Class MonteCarloAnisotropicBarostat

java.lang.Object
ffx.openmm.Force
ffx.openmm.MonteCarloAnisotropicBarostat
public class MonteCarloAnisotropicBarostat extends Force
This class uses a Monte Carlo algorithm to adjust the size of the periodic box, simulating the effect of constant pressure. It assumes the simulation is running at constant temperature, and the box size is adjusted to maintain constant pressure. Unlike MonteCarloBarostat, this version allows independent scaling of the three box dimensions, making it suitable for anisotropic systems.
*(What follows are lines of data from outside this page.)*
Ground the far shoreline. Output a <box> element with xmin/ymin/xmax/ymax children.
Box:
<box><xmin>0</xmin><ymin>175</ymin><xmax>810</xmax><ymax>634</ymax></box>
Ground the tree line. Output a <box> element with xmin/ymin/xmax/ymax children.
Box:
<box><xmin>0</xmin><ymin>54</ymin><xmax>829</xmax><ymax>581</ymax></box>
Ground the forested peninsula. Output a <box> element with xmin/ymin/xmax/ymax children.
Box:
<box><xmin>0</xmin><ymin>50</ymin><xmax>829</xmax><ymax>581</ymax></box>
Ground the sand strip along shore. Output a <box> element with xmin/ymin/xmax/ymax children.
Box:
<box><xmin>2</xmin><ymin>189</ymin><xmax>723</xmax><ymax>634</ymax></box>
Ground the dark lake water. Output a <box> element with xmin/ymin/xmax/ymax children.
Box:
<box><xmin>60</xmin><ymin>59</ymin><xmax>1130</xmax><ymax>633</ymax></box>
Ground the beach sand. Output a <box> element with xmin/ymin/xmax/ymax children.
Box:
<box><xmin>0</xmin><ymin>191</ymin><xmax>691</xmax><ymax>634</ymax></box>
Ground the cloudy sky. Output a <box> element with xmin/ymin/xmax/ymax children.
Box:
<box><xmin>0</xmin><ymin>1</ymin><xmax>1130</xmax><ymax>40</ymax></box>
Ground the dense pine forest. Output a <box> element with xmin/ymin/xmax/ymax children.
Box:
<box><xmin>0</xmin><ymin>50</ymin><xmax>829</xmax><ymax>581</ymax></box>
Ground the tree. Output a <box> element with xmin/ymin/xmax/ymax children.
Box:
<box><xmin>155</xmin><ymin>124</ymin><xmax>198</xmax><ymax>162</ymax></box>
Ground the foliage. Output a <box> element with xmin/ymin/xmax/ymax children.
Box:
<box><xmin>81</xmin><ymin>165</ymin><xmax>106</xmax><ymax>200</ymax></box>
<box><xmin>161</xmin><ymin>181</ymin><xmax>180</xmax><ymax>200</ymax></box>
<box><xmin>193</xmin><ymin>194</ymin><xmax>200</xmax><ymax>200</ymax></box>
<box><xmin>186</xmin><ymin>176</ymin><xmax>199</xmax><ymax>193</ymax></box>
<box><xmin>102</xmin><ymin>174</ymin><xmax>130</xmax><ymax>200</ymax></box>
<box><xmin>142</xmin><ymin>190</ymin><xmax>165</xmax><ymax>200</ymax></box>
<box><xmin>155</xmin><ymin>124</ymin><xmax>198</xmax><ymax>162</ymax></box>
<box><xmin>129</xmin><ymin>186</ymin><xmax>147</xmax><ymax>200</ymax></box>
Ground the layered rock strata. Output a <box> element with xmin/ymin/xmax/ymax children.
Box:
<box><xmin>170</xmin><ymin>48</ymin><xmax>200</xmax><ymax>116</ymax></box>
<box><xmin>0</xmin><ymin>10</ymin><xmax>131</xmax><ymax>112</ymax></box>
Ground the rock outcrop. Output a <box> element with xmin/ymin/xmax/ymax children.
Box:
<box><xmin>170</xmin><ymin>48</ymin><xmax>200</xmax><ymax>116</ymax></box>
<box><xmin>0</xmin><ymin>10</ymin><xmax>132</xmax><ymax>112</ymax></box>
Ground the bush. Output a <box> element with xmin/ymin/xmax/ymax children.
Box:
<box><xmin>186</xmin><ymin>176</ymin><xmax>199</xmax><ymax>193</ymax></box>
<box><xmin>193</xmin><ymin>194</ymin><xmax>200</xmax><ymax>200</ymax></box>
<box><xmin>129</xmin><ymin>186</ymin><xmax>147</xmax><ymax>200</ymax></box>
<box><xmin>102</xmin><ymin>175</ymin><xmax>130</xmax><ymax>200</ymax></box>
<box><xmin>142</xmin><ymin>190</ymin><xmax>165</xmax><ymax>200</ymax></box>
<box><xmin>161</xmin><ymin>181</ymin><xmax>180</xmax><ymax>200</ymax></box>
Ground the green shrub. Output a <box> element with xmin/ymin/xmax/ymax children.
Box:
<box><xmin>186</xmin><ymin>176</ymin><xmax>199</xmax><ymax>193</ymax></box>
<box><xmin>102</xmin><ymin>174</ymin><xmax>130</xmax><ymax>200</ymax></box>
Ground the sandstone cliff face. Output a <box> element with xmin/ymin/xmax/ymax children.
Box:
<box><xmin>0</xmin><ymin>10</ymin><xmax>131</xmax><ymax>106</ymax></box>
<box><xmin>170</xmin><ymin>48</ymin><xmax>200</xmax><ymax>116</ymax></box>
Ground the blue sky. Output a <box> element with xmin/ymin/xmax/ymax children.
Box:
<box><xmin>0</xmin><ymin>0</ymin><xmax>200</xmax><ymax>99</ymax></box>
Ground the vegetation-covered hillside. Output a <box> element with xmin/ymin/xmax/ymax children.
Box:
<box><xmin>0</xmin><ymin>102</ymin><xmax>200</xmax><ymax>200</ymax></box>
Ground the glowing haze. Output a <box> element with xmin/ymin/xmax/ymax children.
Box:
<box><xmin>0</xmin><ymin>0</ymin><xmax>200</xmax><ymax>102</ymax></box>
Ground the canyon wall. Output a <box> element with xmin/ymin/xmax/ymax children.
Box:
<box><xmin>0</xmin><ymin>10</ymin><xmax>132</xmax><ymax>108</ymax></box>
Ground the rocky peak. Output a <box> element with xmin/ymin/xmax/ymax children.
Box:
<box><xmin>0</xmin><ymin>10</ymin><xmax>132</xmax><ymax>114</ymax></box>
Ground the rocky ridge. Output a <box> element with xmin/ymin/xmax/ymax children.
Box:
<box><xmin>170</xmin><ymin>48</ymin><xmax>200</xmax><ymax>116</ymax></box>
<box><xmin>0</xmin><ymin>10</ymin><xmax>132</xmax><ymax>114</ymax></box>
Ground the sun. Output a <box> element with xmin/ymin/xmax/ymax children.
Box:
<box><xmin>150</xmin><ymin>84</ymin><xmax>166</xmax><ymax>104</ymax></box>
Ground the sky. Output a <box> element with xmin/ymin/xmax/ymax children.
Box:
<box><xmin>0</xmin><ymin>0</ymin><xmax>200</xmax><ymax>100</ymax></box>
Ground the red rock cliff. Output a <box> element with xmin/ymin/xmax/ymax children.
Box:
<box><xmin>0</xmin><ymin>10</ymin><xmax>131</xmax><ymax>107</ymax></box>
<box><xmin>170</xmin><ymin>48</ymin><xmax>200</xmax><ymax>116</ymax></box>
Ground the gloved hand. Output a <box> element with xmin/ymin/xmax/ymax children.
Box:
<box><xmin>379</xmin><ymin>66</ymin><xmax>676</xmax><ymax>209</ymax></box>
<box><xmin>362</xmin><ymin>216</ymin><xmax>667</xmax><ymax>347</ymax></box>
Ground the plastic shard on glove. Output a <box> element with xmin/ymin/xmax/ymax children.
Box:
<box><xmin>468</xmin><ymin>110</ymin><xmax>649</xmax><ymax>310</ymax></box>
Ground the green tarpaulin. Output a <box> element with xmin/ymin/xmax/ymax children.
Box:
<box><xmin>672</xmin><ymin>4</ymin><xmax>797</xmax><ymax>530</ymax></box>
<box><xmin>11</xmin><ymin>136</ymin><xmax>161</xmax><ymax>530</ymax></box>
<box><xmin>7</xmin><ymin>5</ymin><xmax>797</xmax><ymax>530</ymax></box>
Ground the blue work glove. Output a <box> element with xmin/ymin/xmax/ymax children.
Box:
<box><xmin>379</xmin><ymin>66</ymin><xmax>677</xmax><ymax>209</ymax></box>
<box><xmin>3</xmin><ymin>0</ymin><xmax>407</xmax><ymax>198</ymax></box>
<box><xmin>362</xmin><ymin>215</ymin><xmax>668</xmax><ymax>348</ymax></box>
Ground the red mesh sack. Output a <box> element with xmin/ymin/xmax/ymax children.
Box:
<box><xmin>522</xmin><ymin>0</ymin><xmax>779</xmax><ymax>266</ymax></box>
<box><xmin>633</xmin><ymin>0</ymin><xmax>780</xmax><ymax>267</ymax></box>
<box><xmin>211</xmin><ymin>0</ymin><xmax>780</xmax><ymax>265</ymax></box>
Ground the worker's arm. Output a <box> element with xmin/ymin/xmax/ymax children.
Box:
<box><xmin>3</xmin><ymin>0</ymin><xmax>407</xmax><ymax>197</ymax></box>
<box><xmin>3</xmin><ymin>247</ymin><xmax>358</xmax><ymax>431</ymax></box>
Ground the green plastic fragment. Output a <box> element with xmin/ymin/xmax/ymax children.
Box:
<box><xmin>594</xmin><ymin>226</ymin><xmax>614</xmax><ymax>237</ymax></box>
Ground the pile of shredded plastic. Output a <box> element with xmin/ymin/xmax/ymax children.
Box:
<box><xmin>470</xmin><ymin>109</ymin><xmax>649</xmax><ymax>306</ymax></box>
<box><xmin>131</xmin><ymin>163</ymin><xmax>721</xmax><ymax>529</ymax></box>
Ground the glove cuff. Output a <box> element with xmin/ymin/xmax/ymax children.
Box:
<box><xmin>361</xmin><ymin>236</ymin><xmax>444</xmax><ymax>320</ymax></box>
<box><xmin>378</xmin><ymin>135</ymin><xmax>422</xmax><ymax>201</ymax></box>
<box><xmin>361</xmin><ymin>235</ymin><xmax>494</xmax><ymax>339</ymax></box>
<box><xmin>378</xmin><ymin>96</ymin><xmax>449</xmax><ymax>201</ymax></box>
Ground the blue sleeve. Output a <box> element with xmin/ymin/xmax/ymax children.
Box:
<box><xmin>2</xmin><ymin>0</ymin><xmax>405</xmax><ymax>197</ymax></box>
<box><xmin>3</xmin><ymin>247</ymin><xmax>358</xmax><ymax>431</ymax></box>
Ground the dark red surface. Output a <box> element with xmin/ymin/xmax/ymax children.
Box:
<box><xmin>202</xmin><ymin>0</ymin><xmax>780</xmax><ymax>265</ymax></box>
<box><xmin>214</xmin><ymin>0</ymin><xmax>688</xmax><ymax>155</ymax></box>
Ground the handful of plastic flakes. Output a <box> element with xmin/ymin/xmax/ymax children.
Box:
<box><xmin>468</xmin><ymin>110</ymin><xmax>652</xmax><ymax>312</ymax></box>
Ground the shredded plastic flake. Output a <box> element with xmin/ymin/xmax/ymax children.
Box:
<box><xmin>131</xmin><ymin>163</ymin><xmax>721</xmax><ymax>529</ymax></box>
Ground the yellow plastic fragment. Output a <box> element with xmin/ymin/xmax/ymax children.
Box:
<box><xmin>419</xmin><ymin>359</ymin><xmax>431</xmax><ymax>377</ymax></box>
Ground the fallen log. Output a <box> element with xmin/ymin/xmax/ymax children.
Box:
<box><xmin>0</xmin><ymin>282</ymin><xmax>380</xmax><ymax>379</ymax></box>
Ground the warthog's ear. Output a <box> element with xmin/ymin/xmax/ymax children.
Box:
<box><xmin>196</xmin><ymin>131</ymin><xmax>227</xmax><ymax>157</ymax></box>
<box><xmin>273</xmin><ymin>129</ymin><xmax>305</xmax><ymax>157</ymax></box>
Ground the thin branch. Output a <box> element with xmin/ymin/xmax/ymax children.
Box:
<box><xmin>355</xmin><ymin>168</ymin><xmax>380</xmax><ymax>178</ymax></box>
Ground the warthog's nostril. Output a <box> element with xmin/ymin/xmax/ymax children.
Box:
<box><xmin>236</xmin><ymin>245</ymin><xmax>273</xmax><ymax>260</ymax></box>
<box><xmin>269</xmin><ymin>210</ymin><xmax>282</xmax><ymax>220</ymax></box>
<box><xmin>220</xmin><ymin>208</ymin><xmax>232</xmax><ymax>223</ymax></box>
This class is most useful for simulating a system at constant pressure when anisotropic scaling is desired, such as for layered materials or systems with preferred orientations.

  • Constructor Details

    • MonteCarloAnisotropicBarostat

      public MonteCarloAnisotropicBarostat(edu.uiowa.jopenmm.OpenMM_Vec3 defaultPressure, double defaultTemperature, int scaleX, int scaleY, int scaleZ, int frequency)
      Create a MonteCarloAnisotropicBarostat.
      Parameters:
      defaultPressure - The default pressure acting on each axis (in bar).
      defaultTemperature - The default temperature at which the system is being maintained (in Kelvin).
      scaleX - Whether to scale the X dimension of the periodic box.
      scaleY - Whether to scale the Y dimension of the periodic box.
      scaleZ - Whether to scale the Z dimension of the periodic box.
      frequency - The frequency at which Monte Carlo pressure changes should be attempted (in time steps).

  • Method Details

    • destroy

      public void destroy()
      Destroy the force.
      Specified by:
      destroy in class Force

    • getDefaultPressure

      public edu.uiowa.jopenmm.OpenMM_Vec3 getDefaultPressure()
      Get the default pressure (in bar).
      Returns:
      The default pressure acting on each axis.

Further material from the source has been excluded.